Contributor
Posts: 38

# When should I not transform a variable?

Hi everyone,

In regression modelling (logistic regression and linear regression), when is it not best to transform a variable? In other words:

- If a variable is normally distributed but has a very large range, should it still be transformed?

- Should binary variables be transformed? if not, why?

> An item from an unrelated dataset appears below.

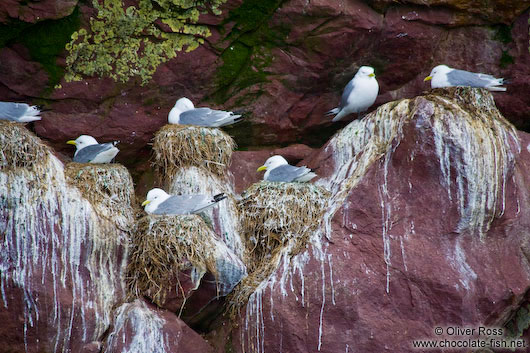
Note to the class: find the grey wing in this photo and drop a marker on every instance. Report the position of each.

- What other reasons are there not to transform a variable?

Thanks

Paul

PROC Star
Posts: 7,471

## Re: When should I not transform a variable?

I am not a statistician, so am responding based only on experience (and the stats I learned getting a PhD in Educational Psychology) and to insure that I see the responses with those with more expertise (hi  @Rick_SAS )

In my experience the principal reason for doing any transformation is when you have a distribution that you assume, or theory suggests, that it comes from a factor that has something other than a normal distribution.

I know regarding insurance claims that it holds for binary variables, as frequency of insurance claims (a binary variable: have or don't have a claim( is one such distribution.

Art, CEO, AnalystFinder.com

New Contributor
Posts: 3

## Re: When should I not transform a variable?

Thanks, but surely by transforming a binary variable, you will completely ruin your chances of making any meaningful interpretations from them.

Is the presence of outliers a good enough reason to warrant a transformation? Some variables are normally distributed but have outliers. In this case, will it still be necessary to transform the variable?

Thanks

Posts: 1,915

## Re: When should I not transform a variable?

[ Edited ]

fbgeoff wrote:

Is the presence of outliers a good enough reason to warrant a transformation? Some variables are normally distributed but have outliers. In this case, will it still be necessary to transform the variable?